Some countries have recognized the overlap in recently published national asthma guidelines and COPD guidelines, but often only with the concept of two separate, coexisting diseases. The joint GINA/GOLD interim ACOS recommendations, first published in 2014, recognize that asthma and COPD form part of a spectrum of overlapping phenotypes of airways disease. They suggest targeting treatment on the basis of predictors of risk, which is useful given the lack of evidence for treatment efficacy or effectiveness for the ACOS-affected population, and they outline five pragmatic steps to diagnose and initially treat ACOS.

Interest in and recognition of the importance of overlapping asthma and COPD is rapidly escalating. It is urgently necessary to study broad populations with chronic respiratory disease in order to develop a precise definition for ACOS, characterize its phenotypes, and identify opportunities for targeted treatment.

Therapeutic approaches to asthma-COPD overlap syndromes

While asthma and chronic obstructive pulmonary disease (COPD) are distinct clinical entities, they are often treated with the same medications. There are many patients who present with features of both diseases, a condition called asthma-COPD overlap syndrome (ACOS). ACOS is currently poorly defined or understood, and it encompasses several phenotypes that require specific therapeutic approaches. For example, there are patients with COPD who have eosinophilic inflammation that may respond to inhaled corticosteroids (ICS), or severely asthmatic patients who smoke cigarettes and have COPD inflammation. Barnes summarizes three ACOS phenotypes and addresses the therapies currently available and those in development (J Allergy Clin Immunol 2015; 136(3): 531-545).

 The range of phenotypes is a challenge in treating ACOS patients, and the selection of appropriate therapy requires biomarkers that are predictive of a patient’s response to them. These include blood biomarkers such as eosinophil counts and fractional exhaled nitric oxide (F_ENO). In specialized centers, a patient’s sputum cell count can be useful to determine the cause of inflammation. Whether a patient has asthma, COPD, or both, a predominance of eosinophilic inflammation can be treated with bronchodilators, ICS, or more specific anti-eosinophilic therapies, many of which are in development. Macrolides offer a current therapy, with CXCR2 antagonists and antibodies to block interleukins and TNF under current study, for those with increased neutrophilic inflammation. Patients with largely fixed airway obstruction with little inflammation, the paucigranulocytic phenotype, may benefit from long-acting inhaled bronchodilators including LABA and LAMA, and triple inhalers containing an ICS, LABA, and LAMA are in clinical development.

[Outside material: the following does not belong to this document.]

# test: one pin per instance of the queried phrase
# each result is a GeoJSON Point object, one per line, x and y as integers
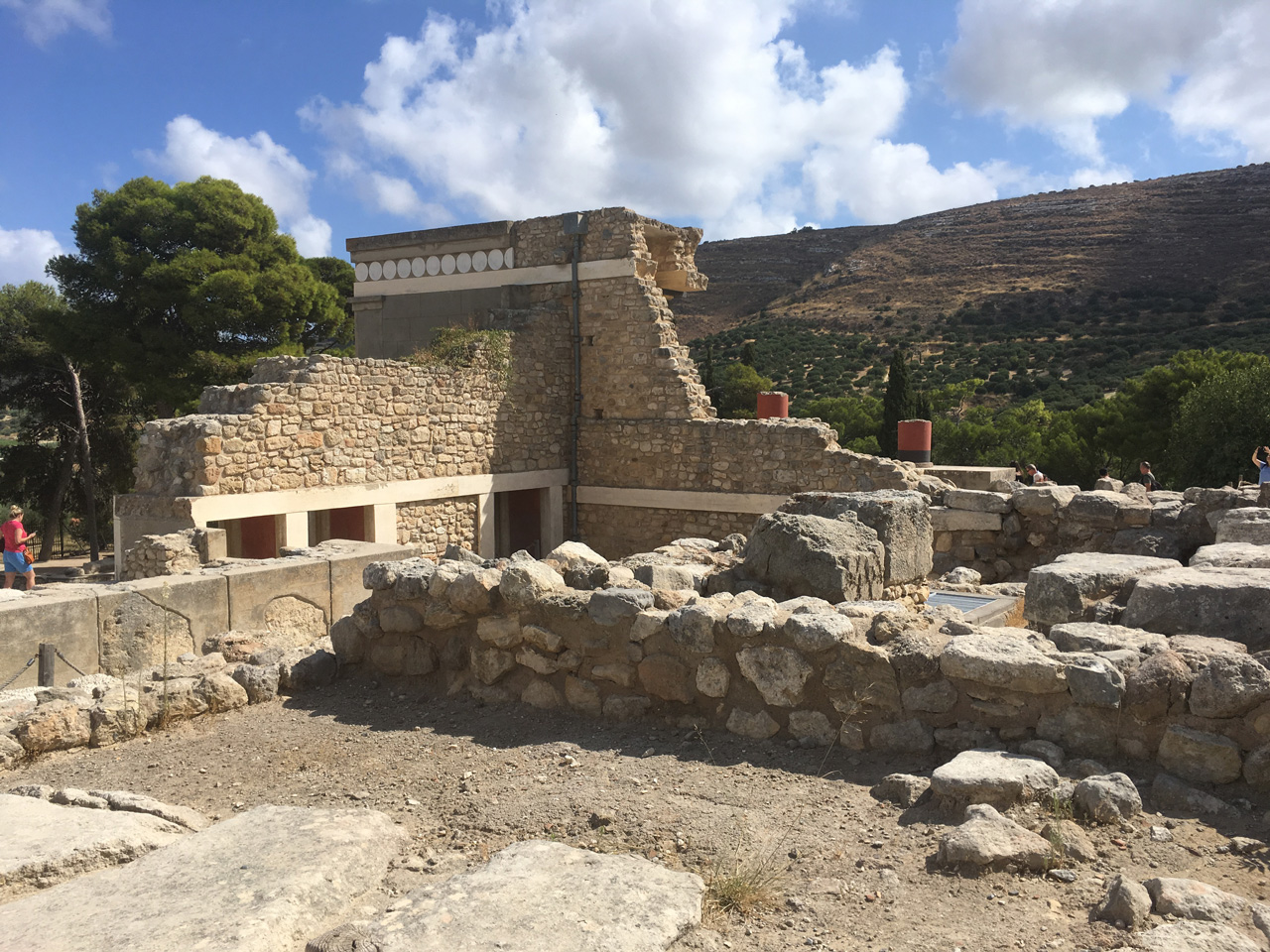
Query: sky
{"type": "Point", "coordinates": [743, 117]}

Corticosteroid resistance is common in ACOS patients, and the molecular mechanisms that contribute to it may differ among ACOS phenotypes. Promising work with patients with severe asthma, smoking asthma, and COPD suggests, however, therapies that can restore responsiveness. These include existing, well-tolerated drugs such as theophylline, nortriptyline, and macrolides, or novel therapies such as inhaled PI3Kσ or p38 MAPK inhibitors.

There is little information about the long-term stability of inflammatory phenotypes of airway disease and some evidence the patterns of inflammation described above can vary within the same patient from time to time. Much remains to be learned. At the same time, the recognition that patients with ACOS present a range of phenotypes and require the development of specific treatments is an important one.